The U.S. Justice Department has filed new charges in what prosecutors are calling the biggest Medicare fraud case in U.S. history, the Miami Herald reports. Prosecutors say health-care executive Philip Esformes' network of skilled-nursing and assisted-living facilities, and co-conspirators billed Medicare US$1 billion for services that were either unnecessary or not provided to about 14,000 patients between 2009 and 2016. According to the indictment, physicians and other medical professionals at Larkin Community Hospital referred many of the Medicare patients to Esformes' facilities in exchange for kickback payments. Later, the facilities would send the patients back to the hospital. The latest charges allege Esformes gave an associate US$5,000 to bribe an employee of Florida's Agency for Health Care Administration to find out what evidence the regulator had on Esformes' health-care network. That associate, Gabriel Delgado, secretly videotaped the exchange to receive a lesser sentence from federal prosecutors. The details of this case are similar to a 2006 civil dispute over kickback allegations that Esformes, his father, Delgado, and Delgado's brother settled for US$15.4 million. If convicted, the Justice Department could seize most of Esformes' assets and send him to prison for the rest of his life.
In 2015, U.S. health-care spending was about US$3.2 trillion, with more than 4 billion insurance claims processed. The National Health Care Anti-Fraud Association estimates that the financial losses from health care fraud are in the tens of billions of dollars each year. Whether it impacts employers, governments, or individuals, this level of fraud inevitably translates into higher premiums, expenses, costs of providing benefits, and reduced benefits or coverage. It may even make the difference between whether or not some Americans can afford health insurance.
There are two particularly troubling aspects of this story. First is the length of time it took officials to catch the alleged perpetrators, along with the lack or ineffectiveness of scrutiny of a vast number of false or overbilled claims for medical services. Second is the use of bribery techniques to circumvent inspections and investigations of complaints that might have helped detect this fraud earlier.
Weaknesses in the internal controls over the approval of health-care billing and claims must continuously be monitored and addressed. Recent audits conducted by the U.S. Government Accountability Office (GAO) reveal that the nation's Patient Protection and Affordable Care Act marketplaces remain "vulnerable to fraud." The audits, which looked at the 2015 and 2016 coverage years, echo previous findings about the potential for fraud, and the failure to detect it, within organizations that are part of health-care delivery systems and government-run exchanges that sell individual health plans. The investigations looked at how well the U.S. Department of Health and Human Services (HHS) did at verifying whether claims filed were eligible for reimbursement. They also looked at whether people with dubious documentation could actually enroll in coverage, particularly for coverage that was subsidized by the federal government for applicants with low or moderate incomes. For both sets of testing, the GAO submitted fictitious or incomplete documentation as part of the application and enrollment processes. As one example of an area for improvement, the GAO found that HHS inspections focused on supporting documentation that had obviously been altered. If the documentation submitted did not show such signs, inspectors were not likely to question its authenticity.

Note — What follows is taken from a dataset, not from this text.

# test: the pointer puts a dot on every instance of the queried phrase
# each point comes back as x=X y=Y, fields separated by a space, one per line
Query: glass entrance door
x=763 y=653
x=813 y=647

Strong internal controls are essential to prevent bribery of government officials. A fraud risk assessment is one good way to assess the degree and focus of measures to counter this kind of corruption. The GAO has noted that bribery, along with infiltration by organized crime elements, is prevalent in South Florida. Key internal controls over this area include:
- Policies. Organizations must have in place clear, robust, and readily understood conflict-of-interest and code-of-conduct policies that include a practical level of prohibition of the kinds of behaviors that must be avoided by employees, backed by senior leadership endorsement and reinforcement.
- Practices and procedures. Each policy should have a corresponding practice and documentation procedure. This could include a requirement that no one employee may have sole contact with a medical services biller that has a history of claims exceeding a particular value. Regulators also could implement electronic security measures that monitor communications between staff members performing approval and regulatory functions over billers.
- Enforcement. While most organizations with conflict/code-of-conduct policies may also have enforcement provisions for noncompliance, exceptions made to enforcement actions can occur frequently — for valid reasons in some cases. However, such exceptions can signal to potential noncompliant billers that the chances of being prosecuted may be low. In addition, an active and robust internal audit function is an essential tool.
- Whistleblowing. Where supported by senior management and established in collaboration with regulators and law enforcement officials, whistleblower programs can be one of the most effective measures in deterring and detecting bribery schemes.
It should be noted that the HHS has acknowledged it has room to improve and intends to take action, as indicated by this statement: "As recommended by the GAO, we are applying their marketplace fraud risk assessment to areas of eligibility and enrollment to identify and prioritize key areas for potential risk in the marketplace." The statement goes on to say, "We are also working closely with issuers through the Healthcare Fraud Prevention Partnership to identify trends, schemes, and specific bad actors."